Mathematics from zero
Probability: multiple-choice review
Six questions that reach across the whole unit. Each one is a small decision: which number, which operation, which rule. Work the arithmetic in your head before you pick — the goal is to choose the right move, not to recite a definition.
Confirm you can read the 0-to-1 scale, compute a probability from favourable over total, choose between multiplying and adding when combining events, take a complement, and tell independent events from dependent ones.
A bag holds 8 marbles, all the same size: 2 are green, 6 are white. You draw one without looking. What is the probability it is green, and why?
You flip a fair coin twice. What is the probability of heads both times, and which operation gives it?
On one roll of a fair die, what is the probability of rolling a 1 or a 6?
A weather model says the probability of rain tomorrow is 0.3. What is the probability of no rain, and what rule are you using?
Which pair of events is independent — one result not affecting the other?
You roll two fair dice. What is the probability that both show a 6, and why does the count come out so small?

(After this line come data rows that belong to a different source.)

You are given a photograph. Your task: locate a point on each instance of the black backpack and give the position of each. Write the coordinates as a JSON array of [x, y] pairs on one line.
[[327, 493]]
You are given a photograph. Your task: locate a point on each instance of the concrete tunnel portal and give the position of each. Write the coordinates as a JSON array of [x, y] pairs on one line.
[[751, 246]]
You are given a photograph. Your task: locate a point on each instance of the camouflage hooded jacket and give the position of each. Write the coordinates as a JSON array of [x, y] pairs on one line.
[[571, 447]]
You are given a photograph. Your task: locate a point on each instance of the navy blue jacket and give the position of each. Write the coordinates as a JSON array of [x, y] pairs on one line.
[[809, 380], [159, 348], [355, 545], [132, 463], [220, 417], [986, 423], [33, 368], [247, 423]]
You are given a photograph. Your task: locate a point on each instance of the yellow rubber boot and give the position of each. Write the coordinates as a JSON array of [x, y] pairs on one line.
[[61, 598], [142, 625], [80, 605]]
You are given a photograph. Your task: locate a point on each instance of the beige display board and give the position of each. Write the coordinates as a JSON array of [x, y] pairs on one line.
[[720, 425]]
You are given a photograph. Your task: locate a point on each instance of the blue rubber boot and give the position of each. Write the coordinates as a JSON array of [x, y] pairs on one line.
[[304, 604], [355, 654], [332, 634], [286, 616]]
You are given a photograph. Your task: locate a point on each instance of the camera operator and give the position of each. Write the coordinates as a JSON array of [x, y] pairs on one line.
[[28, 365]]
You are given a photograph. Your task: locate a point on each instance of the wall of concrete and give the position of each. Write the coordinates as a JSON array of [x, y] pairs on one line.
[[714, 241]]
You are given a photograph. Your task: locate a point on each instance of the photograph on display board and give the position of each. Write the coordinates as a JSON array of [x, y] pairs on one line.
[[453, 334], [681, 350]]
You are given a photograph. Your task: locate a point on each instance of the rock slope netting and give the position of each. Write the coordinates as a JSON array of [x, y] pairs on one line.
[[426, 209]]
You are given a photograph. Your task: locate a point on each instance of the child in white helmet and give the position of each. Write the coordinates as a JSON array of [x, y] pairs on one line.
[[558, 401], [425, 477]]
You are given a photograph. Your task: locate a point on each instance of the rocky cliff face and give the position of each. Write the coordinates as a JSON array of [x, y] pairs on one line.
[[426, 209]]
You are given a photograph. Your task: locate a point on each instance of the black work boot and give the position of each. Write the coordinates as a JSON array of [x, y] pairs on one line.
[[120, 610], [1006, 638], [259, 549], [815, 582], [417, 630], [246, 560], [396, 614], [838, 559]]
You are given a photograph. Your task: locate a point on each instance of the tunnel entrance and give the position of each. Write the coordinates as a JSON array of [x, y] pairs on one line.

The whole unit lives in a few moves. Probability is a number from 0 to 1; for equally likely outcomes it is favourable over total. To combine, ask which question you are answering: both independent events happening multiplies, either of two exclusive events happening adds, and an event not happening is 1 minus its probability. Independence is the test of whether one result changes the other’s possibilities — drawing without replacement breaks it. Pick the operation that matches the question before you do any arithmetic.